January 25, 2015

On the train.

Now that baby boy is demanding to be seen from my middle region, people have been asking me left and right how I'm feeling.  Physically, I have zero complaints.  Compared to what I've heard from other women about their pregnancies, I think I'm breezing right along.  But in the last couple of weeks the weight of becoming a mother has really started to sink in.

The only way I can describe the whirl of feelings and emotions is that it's like being on a train that you can't get off of. In life, we have so many choices.  We choose what we do, when we do it, who we do it with.  We make some pretty monumental decisions, too - like getting married and buying houses - but all of those, even if inconvenient, can be undone.  But having a baby, after a certain point, is permanent.  He's ours forever, our creation, our responsibility. My life doesn't feel like it belongs entirely to me anymore.  My husband and I often talk about doing our best not to make decisions out of fear but the truth is if something ever seems too scary or too big, we can just back out.  But not this.
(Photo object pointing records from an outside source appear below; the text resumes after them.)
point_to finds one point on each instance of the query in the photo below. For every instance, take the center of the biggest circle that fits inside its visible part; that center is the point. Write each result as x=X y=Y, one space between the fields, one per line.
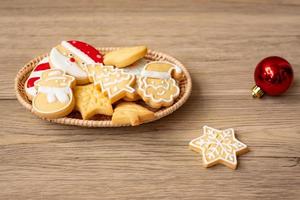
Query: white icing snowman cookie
x=73 y=57
x=54 y=97
x=157 y=85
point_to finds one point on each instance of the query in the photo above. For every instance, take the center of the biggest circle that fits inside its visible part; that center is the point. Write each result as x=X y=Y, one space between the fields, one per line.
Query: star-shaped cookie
x=89 y=101
x=218 y=146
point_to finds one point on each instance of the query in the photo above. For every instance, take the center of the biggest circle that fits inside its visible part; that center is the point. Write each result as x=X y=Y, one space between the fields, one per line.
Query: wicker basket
x=105 y=121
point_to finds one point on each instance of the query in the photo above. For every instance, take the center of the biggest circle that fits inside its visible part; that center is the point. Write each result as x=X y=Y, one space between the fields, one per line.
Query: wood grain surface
x=220 y=42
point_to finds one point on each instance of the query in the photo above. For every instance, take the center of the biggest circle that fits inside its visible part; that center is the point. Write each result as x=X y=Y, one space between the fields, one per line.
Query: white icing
x=55 y=93
x=31 y=91
x=218 y=145
x=105 y=82
x=36 y=73
x=178 y=69
x=59 y=61
x=154 y=74
x=136 y=68
x=143 y=85
x=77 y=52
x=44 y=60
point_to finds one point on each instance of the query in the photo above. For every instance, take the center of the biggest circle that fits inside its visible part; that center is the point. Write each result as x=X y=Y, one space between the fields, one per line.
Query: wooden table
x=220 y=42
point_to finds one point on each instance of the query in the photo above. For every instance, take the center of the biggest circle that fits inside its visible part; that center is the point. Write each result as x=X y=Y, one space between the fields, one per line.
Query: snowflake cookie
x=218 y=146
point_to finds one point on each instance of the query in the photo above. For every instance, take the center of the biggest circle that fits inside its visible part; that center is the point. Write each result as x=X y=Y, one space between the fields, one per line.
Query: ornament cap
x=257 y=92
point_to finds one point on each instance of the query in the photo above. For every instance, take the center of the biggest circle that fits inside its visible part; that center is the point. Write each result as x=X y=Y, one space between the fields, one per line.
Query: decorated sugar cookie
x=130 y=113
x=156 y=86
x=90 y=101
x=218 y=146
x=125 y=56
x=54 y=97
x=73 y=57
x=135 y=69
x=35 y=76
x=113 y=81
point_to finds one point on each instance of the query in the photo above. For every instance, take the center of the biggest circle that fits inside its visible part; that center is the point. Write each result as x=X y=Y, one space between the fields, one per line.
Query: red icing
x=89 y=50
x=42 y=66
x=31 y=81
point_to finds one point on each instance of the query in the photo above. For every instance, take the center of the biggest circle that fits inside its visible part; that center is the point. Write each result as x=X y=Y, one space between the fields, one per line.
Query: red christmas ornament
x=273 y=76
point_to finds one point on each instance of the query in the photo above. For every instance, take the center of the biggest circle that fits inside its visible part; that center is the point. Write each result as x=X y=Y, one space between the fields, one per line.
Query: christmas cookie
x=131 y=113
x=135 y=69
x=73 y=57
x=114 y=82
x=90 y=101
x=218 y=146
x=54 y=97
x=34 y=76
x=125 y=56
x=157 y=85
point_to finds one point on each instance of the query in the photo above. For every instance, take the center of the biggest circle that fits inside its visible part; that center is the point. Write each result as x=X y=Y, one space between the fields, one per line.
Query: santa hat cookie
x=73 y=57
x=34 y=76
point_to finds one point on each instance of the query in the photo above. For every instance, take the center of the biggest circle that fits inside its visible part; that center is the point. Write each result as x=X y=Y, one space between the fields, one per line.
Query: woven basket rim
x=151 y=54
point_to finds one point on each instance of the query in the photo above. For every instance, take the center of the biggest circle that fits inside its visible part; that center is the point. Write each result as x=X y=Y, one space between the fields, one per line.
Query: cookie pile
x=76 y=76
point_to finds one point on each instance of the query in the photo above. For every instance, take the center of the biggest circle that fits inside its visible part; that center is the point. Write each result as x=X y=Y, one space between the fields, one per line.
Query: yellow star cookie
x=218 y=146
x=131 y=113
x=125 y=56
x=114 y=82
x=90 y=101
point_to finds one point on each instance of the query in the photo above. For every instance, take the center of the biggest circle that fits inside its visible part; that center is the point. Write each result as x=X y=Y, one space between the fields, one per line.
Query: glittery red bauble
x=273 y=75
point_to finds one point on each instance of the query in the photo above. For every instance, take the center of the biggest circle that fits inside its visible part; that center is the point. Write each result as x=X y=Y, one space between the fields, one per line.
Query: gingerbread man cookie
x=157 y=85
x=73 y=57
x=114 y=82
x=218 y=146
x=54 y=97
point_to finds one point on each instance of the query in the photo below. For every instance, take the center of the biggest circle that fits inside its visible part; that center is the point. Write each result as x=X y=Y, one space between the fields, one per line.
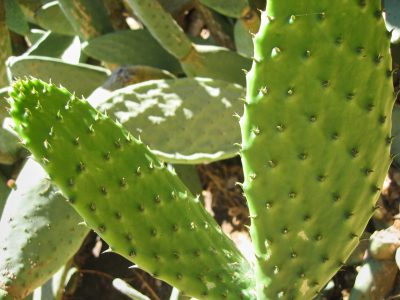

And it's not that I want to.  I think it's just the knowing that I can't.  No matter how scary childbirth seems, I have to do it.  No matter how big parenthood feels, it's coming.

A few years ago my mom gave me all our old family photo albums, some of them going back generations and some just to my childhood.  When I was looking through them again, I noticed this photo collage she'd made when I was about two with a poem she wrote.  It has a really melancholy tone and I think I'm starting to understand it more now as motherhood approaches.

It's not that I don't 
know how but
there just isn't time
to plant and prune
and grow flowers
just now.

It's not that I've never
sewn a garment
collected and mulled
and collaborated with
patterns to fashion in
fabric and color
and flash.  But there isn't time right
now.

There's time enough
now for work 
and dishes and
sleep.

And any the rest that's 
left is for just
blue eyes and
bouncing and babbling
boisterous and beautiful
a baby no more
just growing so
fast just growing
so now.

January 5, 2015

Resolution.



Welcome to 2015!  It feels like I'm the last one to the party but I've just been soaking it in, savoring each morning I've been able to sleep in.  Back to reality today...

I'm a big believer in resolutions, and public ones at that.  I feel like it's helpful to look back and remind yourself what seemed possible when you still had 365 promising days ahead!

Last year I set one resolution and I plan to do the same this year.  Worry less.  That's it.  Just worry less.  2015 will be a BIG year for us with lots of changes.  Just cleaning out the room where the baby will go has got me stressed, and that's just the tip of the iceberg.  Between balancing changes to our finances, work, relationship and the total unknown of being completely and solely responsible for another living creature, there's a lot I could worry about.  But I also believe we choose how we feel about things and that our feelings are completely within our own control.  Isn't that a reassuring thought? Hard to live it but worth trying.

What are you resolving to do/be/see this year?